An image taken from a police-worn body camera shows Howard Richardson swinging a metal flagpole on Jan. 6, 2021, at the U.S. Capitol in Washington. (Department of Justice via AP)

(The Hill) – A man who beat a Washington, D.C., police officer with a Trump flag during the Jan. 6, 2021, Capitol attack was sentenced to 46 months in prison on Friday.

The Department of Justice (DOJ) announced that Howard Richardson received the sentence after pleading guilty earlier in the year to assaulting, resisting or impeding officers.


Richardson waved his flagpole after entering a restricted area of Capitol grounds, according to the Department of Justice, before later hitting a police officer multiple times with the pole.

“He raised it and forcefully swung it downward to strike an officer with the Metropolitan Police Department who was standing behind a metal barricade,” the DOJ wrote of Richardson and the flagpole.

“Richardson then struck the officer two more times, using enough force to break the flagpole.”

Richardson then pushed a “large metal sign into a line of law enforcement officers” along with other rioters, according to the department.

The Pennsylvania native, 72, was arrested in November 2021 before pleading guilty in April.

Richardson will be subject to three years of supervised release after completing his almost four-year prison sentence, and is required to pay $2,000 in restitution.

More than 860 people have been arrested since Jan. 6 in connection with the attack on the Capitol, according to the DOJ.

More than 260 of them have been charged with assaulting or impeding law enforcement.
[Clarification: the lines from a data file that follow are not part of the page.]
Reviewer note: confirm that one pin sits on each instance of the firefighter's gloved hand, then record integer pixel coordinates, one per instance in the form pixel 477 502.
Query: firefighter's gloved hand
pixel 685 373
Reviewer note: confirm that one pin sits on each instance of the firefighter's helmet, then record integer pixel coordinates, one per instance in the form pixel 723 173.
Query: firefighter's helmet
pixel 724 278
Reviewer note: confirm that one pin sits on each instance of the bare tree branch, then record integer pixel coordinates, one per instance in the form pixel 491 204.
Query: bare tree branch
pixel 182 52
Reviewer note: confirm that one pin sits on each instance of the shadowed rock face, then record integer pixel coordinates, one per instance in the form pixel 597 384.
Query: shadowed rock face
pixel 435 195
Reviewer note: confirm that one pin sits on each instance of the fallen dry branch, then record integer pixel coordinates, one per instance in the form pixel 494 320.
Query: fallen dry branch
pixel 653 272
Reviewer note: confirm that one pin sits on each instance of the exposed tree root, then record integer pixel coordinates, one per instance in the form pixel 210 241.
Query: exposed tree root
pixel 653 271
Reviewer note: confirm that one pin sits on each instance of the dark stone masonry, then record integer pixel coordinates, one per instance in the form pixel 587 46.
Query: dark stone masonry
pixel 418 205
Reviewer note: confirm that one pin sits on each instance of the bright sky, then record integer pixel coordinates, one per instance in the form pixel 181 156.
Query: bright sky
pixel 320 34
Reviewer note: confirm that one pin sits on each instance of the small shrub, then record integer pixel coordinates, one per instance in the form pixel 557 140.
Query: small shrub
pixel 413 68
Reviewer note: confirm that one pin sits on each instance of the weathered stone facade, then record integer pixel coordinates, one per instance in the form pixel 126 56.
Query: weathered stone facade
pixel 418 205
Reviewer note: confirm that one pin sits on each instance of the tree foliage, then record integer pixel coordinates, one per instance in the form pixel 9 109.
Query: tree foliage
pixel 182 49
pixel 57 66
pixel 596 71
Richardson’s sentencing follows the DOJ’s announcement earlier Friday that it would seek an over-17-year sentence for an ex-police officer who was found guilty in May of five felonies and a misdemeanor for his participation in the Jan. 6 attack, including assaulting, resisting or impeding an officer using a deadly or dangerous weapon and engaging in an act of physical violence on Capitol grounds.

That sentence is by far the longest yet received by a Jan. 6 defendant.